Boca no pasa su mejor momento futbolístico y mucho menos en lo que respecta al ámbito Institucional. Los malos resultados y la poca relación entre algunos dirigentes generan un combo explosivo que está a punto de estallar.
Es de público conocimiento, que el día a día entre el Comité de Fútbol y Sebastián Battaglia no es de los más óptimos. Inundados por diferencias de carácter táctico y de manejo, transcurren sus horas en el barrio de La Boca sin presagiar una pronta conciliación.
Tal es así que, la relación entre el técnico y el vicepresidente Juan Román Riquelme, atraviesa su momento más tenso, ya que la última vez que tuvieron una charla de fútbol fue a principios de febrero, a días del arranque de esta Copa Liga Profesional.
Luego de ese encuentro, el silencio y el distanciamiento fueron los actores principales de dicha relación y las caras largas de Román, fueron moneda corriente en el palco de La Bombonera, debido al bajísimo nivel futbolístico del equipo, que hasta el momento no logra imponer condiciones tanto de local como de visitante.
Pero más allá de los cortocircuitos con Riquelme y la falta de apoyo que siente, Battaglia seguirá siendo el DT de Boca, al menos hasta el choque con Godoy Cruz.
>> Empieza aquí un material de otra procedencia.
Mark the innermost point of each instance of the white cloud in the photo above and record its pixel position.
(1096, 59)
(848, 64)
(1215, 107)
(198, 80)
La dirigencia xeneize, no quiere echarlo y él tampoco quiere dar un paso al costado, por lo que se genera una situación bastante tensa en la que el DT se juega su puesto en cada una de las fechas de la Copa de la Liga Profesional así como también en los encuentros por Copa Libertadores.
Lo que sí está claro, es que la paciencia de Consejo de Futbol, al igual que la de Román, se agota minuto a minuto y puertas adentro ya se comienzan a barajar algunos nombres de posibles sustitutos para esta novela que tiene, hace tiempo, un final anunciado.